Towards secure computation for people

Issa, Rawane 23 June 2023 (has links)
My research investigates three questions: How do we customize protocols and implementations to account for the unique requirement of each setting and its target community, what are necessary steps that we can take to transition secure computation tools into practice, and how can we promote their adoption for users at large? In this dissertation I present several of my works that address these three questions with a particular focus on one of them. First my work on "Hecate: Abuse Reporting in Secure Messengers with Sealed Sender" designs a customized protocol to protect people from abuse and surveillance in online end to end encrypted messaging.
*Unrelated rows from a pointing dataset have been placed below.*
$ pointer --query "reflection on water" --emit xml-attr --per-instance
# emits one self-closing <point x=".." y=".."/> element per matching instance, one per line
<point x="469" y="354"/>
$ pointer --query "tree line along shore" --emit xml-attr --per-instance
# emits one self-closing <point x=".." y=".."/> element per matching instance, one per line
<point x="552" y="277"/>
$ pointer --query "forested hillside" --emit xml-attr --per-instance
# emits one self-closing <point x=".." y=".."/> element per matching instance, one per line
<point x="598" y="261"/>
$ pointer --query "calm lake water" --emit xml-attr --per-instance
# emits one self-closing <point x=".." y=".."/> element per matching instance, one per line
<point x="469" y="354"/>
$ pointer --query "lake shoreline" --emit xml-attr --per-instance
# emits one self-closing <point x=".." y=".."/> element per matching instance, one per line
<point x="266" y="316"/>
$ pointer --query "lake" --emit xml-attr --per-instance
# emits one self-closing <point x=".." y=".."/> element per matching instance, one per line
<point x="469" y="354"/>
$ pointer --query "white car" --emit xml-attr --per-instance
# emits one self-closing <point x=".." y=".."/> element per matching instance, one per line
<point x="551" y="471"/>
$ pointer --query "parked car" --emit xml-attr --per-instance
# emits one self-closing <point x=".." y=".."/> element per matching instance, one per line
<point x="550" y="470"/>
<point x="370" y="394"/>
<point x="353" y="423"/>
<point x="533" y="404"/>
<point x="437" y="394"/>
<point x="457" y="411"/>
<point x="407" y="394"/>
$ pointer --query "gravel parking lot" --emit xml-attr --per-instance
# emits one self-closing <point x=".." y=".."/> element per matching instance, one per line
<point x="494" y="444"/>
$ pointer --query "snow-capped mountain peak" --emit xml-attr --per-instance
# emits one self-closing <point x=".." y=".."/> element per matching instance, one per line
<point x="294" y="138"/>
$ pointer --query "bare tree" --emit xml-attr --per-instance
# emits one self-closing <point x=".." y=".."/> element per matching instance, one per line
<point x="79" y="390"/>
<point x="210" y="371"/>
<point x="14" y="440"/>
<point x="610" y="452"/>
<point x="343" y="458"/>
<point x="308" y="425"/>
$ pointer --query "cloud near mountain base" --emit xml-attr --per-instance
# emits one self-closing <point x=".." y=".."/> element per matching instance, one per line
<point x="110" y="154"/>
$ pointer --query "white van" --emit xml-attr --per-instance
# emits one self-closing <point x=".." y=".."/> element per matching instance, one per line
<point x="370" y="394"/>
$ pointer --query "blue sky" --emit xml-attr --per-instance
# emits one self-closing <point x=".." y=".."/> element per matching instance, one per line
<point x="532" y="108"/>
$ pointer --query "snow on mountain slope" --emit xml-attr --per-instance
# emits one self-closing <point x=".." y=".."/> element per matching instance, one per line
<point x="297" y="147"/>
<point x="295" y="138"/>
Our key insight is to add pre-processing to asymmetric message franking, where the moderating entity can generate batches of tokens per user during off-peak hours that can later be deposited when reporting abuse. This thesis then demonstrates that by carefully tailoring our cryptographic protocols for real world use cases, we can achieve orders of magnitude improvements over prior works with minimal assumptions over the resources available to people. Second, my work on "Batched Differentially Private Information Retrieval" contributes a novel Private Information Retrieval (PIR) protocol called DP-PIR that is designed to provide high throughput at high query rates. It does so by pushing all public key operations into an offline stage, batching queries from multiple clients via techniques similar to mixnets, and maintain differential privacy guarantees over the access patterns of the database. Finally, I provide three case studies showing that we cannot hope to further the adoption of cryptographic tools in practice without collaborating with the very people we are trying to protect. I discuss a pilot deployment of secure multi-party computation (MPC) that I have done with the Department of Education, deployments of MPC I have done for the Boston Women’s Workforce Council and the Greater Boston Chamber of Commerce, and ongoing work in developing tool chain support for MPC via an automated resource estimation tool called Carousels.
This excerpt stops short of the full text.